Di chi parla? Mi sono chiesta, cercando più volte di accomodarmi al suo stile.

Sono atmosfere molli, letargiche, fatte di piccole, ma tutto sommato godute soddisfazioni. Quella mozzarella con pomodori e un filo d’olio è un piacere che riempie la serata di Tosca, così come un bicchiere di vino e poi due, tre, quattro le rendono meno angosciosi i pensieri.

La nascita e perciò la gioia del rinnovamento sono i piccoli gattini che le sue gatte partoriscono, creando una vera e propria colonia da nutrire e vedere crescere, i caratteri dei felini assimilati alle persone che conosce o ha conosciuto.

Ad un certo punto il romanzo si sposta sulla relazione fra Toni’ e Gigi, anche loro in vacanza nello stesso stabile in cui vive Tosca.

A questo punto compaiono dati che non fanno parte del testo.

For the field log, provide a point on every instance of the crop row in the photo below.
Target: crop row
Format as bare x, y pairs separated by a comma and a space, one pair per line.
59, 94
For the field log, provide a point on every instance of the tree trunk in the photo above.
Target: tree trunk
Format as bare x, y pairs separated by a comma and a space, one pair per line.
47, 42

Gigi’ è un divorziato, fa il giornalista ed è uno che vorrebbe fare lo scrittore. Si è messo in testa di studiare Tosca per farne un romanzo, cosa di cui si pentirà sentendosi un vile guardone. Invitano Tosca a passare con loro delle serate in compagnia, ma Gigi è uno spettatore del suo soggetto preferito.

È combattuto fra il desiderio di essere scrittore e la convinzione che a nessuno importi ciò che scrive. Poi rimugina e, come nelle più banali strategie di copyng che vogliono a tutti i costi trovare un valido motivo che giustifichi i sogni o le delusioni che si hanno nell’animo, si convince che, in fondo, perché non dovrebbero apprezzarlo dal momento che chi legge apprezza tanti altri?

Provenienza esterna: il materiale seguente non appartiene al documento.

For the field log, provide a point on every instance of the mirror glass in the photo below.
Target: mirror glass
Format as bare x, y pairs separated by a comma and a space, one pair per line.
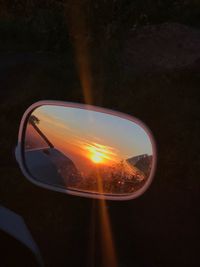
87, 151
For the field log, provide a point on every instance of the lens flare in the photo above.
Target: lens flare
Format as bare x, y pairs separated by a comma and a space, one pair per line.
96, 158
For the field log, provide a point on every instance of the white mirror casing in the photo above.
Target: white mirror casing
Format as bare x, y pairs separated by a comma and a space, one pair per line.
86, 150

Nel rapporto con la nuova compagna è attento a ciò che ogni donna non vorrebbe si facesse. Infatti toglie ogni cosa che potrebbe infastidirla ricordandole la passata relazione, ma Toni ‘ non pare farci caso: lei, il suo rapporto con il passato, lo condensa in un paio di pantofole che si porta dietro ovunque, come una coperta di Linus, ma anche come filo ininterrotto fra un prima dove Gigi non c’era e un ora dove Gigi c’è.

Come se quella estate si nutrisse delle sue precedenti primavere, Tosca rivive e aggiusta nel suo presente autunno della vita ciò che l’ha cambiata per sempre.

Sente, verso il finale del romanzo, di essere viva nonostante tutto e accoglie il suo presente nell’accettazione della quotidianità, con i suoi gatti che sono serviti e servono da uscita di sicurezza, il rumore di ciò che le si muove attorno, l’amicizia con Gigi e Toni’ e l’indifferenza degli altri che come lei si avviano a concludere quell’estate, a suo modo speciale.

Altre primavere vibrano attorno a Tosca: si muovono giovani uomini (Matteo e Enrico) e la solita prima donna che rapisce, concupisce, lascia e torna a suo piacimento, indifferente ai sentimenti altrui (Lavinia).

Molto bello, con tanti spunti utili a fare riflettere.